Obtaining super fresh egg sounds super easy, right? It turns out it’s a little more complicated than you think if you’re not raising your chickens or having some farms nearby.
If you’re purchasing eggs at the market, there are many buzzwords to decipher — and an expiration date on the package doesn’t tell you where or when the eggs were packaged. Thankfully, Steele is here to help demystify all the egg carton content.
Steele says that words like farm-fresh and local can be misleading. “I think a farm can be within 400 miles to be considered local,” she explains.
And cage-free means next to nothing if you’re concerned about the welfare of the hens laying your eggs. “It just means that the chickens aren’t in tiny cages. But they’re still in a barn and they may never see the light of day,” she says.
Free range allows chickens to have access to the outdoors from their barns through a door, “but a high percentage of chickens never find that door,” says Steele, who recommends seeking out certified humane pasture-raised eggs. “Pasture-raised chickens are outside from sunrise to sundown,” she explains.
Steele says pasture-raised chickens spend their days scampering on grassy dirt, getting sun, and foraging for bugs. “Certified humane also sets down requirements on how often they’re fed and watered, and what shelter they should have from the elements.” They’re also provided with a minimum of 108 square feet per bird to roam in (about the same size as a small cruise ship cabin).

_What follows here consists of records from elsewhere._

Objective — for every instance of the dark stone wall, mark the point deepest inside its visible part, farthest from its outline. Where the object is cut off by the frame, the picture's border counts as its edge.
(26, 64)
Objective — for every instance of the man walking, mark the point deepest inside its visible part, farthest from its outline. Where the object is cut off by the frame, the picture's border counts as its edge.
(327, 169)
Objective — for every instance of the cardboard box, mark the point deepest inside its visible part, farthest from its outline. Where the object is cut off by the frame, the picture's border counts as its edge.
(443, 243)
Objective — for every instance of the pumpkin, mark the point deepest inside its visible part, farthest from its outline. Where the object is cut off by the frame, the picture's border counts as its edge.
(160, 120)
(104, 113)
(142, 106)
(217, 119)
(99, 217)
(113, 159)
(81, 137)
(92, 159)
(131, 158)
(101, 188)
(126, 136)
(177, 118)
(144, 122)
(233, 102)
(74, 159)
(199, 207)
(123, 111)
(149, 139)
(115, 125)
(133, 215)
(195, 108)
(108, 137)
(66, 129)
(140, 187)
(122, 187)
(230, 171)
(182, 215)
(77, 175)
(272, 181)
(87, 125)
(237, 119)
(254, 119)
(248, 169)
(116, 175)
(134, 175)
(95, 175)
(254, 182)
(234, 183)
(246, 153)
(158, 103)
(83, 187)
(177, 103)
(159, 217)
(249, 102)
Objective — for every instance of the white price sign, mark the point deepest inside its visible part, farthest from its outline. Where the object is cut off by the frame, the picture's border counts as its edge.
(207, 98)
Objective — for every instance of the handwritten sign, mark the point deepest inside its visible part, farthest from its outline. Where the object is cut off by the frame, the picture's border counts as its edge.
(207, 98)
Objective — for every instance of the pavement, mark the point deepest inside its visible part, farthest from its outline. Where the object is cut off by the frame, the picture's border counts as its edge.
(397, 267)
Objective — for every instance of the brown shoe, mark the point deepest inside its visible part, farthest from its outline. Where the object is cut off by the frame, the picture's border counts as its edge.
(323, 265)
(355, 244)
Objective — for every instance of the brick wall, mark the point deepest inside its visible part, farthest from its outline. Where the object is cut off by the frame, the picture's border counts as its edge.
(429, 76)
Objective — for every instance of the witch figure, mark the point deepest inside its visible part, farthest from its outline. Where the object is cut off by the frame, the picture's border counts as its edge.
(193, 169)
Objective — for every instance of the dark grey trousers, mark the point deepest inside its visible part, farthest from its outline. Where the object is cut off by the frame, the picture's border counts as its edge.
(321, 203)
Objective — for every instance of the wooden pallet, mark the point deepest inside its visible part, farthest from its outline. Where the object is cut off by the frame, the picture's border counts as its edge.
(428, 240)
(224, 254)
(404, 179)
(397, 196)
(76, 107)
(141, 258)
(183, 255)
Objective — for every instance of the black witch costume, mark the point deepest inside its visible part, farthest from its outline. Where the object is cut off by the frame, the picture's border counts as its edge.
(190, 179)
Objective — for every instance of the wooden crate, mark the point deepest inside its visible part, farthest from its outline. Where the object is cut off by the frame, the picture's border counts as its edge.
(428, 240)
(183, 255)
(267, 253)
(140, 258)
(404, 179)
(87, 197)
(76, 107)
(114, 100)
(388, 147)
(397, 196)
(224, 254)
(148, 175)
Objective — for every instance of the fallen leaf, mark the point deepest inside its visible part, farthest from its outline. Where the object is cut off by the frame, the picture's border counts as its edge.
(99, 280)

Steele says that when you see organic on your egg carton, it’s more about what the chickens eat than the egg — “Organic speaks to the feed they’re eating. All eggs are antibiotic and hormone free.” That said, when you combine pasture-raised, certified humane, and organic on a carton, you’re off to a good start when choosing eggs.
At this point in our interview, I ran to my fridge to get my carton of eggs out. To my delight, they were marked pasture-raised, certified humane, and organic (and cost $5.99 at Whole Foods Market, so not bad). One question remained: Are they super fresh?
Though there was a “sell by” date marked on the carton, Steele says there’s a better way to tell if your eggs are super fresh: look on the side of the carton for another number, which will tell you the exact date the eggs were placed in the carton for delivery to your store. Mine started with 131. “131 is the 131st day of the year, so May 11 is when they were put in the carton,” she says, noting that two weeks is the oldest you want to look for. “At two weeks, the egg will start to disintegrate. Two weeks is still fresh — just not super fresh.”
Steele also says to look for the Plant Number on the egg carton to find out how many miles your eggs traveled to get to you. The code, assigned by the USDA, is a four-digit number on the carton that starts with a “P” or “G”. You can then Google that number to find out where the eggs were packed, washed, and graded. “I live in Maine and we found a carton of eggs from Florida,” she says.
Why are these simple facts coded and difficult for consumers to find out? Steele doesn’t have the answer. “when I first wrote a blog about this, it was featured on Dr. OZ, and I thought it would change the industry — but it didn’t.”
If you have the space, you can always raise chickens, like Steele does. She says a typical backyard hobbyist can start with five to ten chickens. “I hear Costco is selling a coop with a shed attached. You need to feed and water the chickens and you’re good to go,” she says.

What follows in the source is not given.